Au-delà de qui fera quoi, il y a dans la composition — et la construction — du conseil des ministres quelques messages qu’envoie François Legault. Voyons voir :
– L’arrivée de Geneviève Guilbault comme ministre des Transports (et de la Mobilité durable, notons-le !) fera certainement grincer des dents à l’hôtel de Ville de Québec. Grande défenderesse du projet de troisième lien, c’est aussi elle qui avait mené la charge contre le projet de tramway.

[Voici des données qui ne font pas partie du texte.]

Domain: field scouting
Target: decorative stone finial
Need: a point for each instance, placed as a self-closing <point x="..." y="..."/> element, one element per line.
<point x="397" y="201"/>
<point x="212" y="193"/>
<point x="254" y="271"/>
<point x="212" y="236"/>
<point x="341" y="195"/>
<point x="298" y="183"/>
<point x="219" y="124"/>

Difficile d’y voir une main tendue à l’administration Marchand… Celle qui reste aussi vice-première ministre ne manquera pas de travail dans la région de Montréal non plus, avec les dossiers du prolongement de la ligne bleue, du REM de l’Est et de la réfection du tunnel Lafontaine qui tombent dans son assiette.
– Le « super ministre » Pierre Fitzgibbon sera suivi de près par la p.-d. g. d’Hydro-Québec, Sophie Brochu. Le chouchou de François Legault (qui nous répète sans cesse que le « Québec est chanceux d’avoir Pierre Fitzgibbon », malgré les reproches qu’il accumule au bureau de la commissaire à l’éthique) demeure ministre de l’Économie, mais devient aussi ministre de l’Énergie. Il sera donc une sorte de ministre de la Transition énergétique et du Développement économique, et il faudra voir si la vision de Québec à cet égard n’entre pas en conflit direct avec celle de Sophie Brochu, qui a envoyé des signaux très clairs à l’effet qu’on ne peut attirer des entreprises ici sans se soucier de la « facture » énergétique qui vient avec. Aussi à surveiller : quelles seront les relations de M. Fitzgibbon avec Valérie Plante, puisqu’il sera aussi ministre responsable de Montréal ? La mairesse trouvera-t-elle en lui une oreille attentive non seulement pour les dossiers économiques, mais aussi pour les enjeux sociaux ?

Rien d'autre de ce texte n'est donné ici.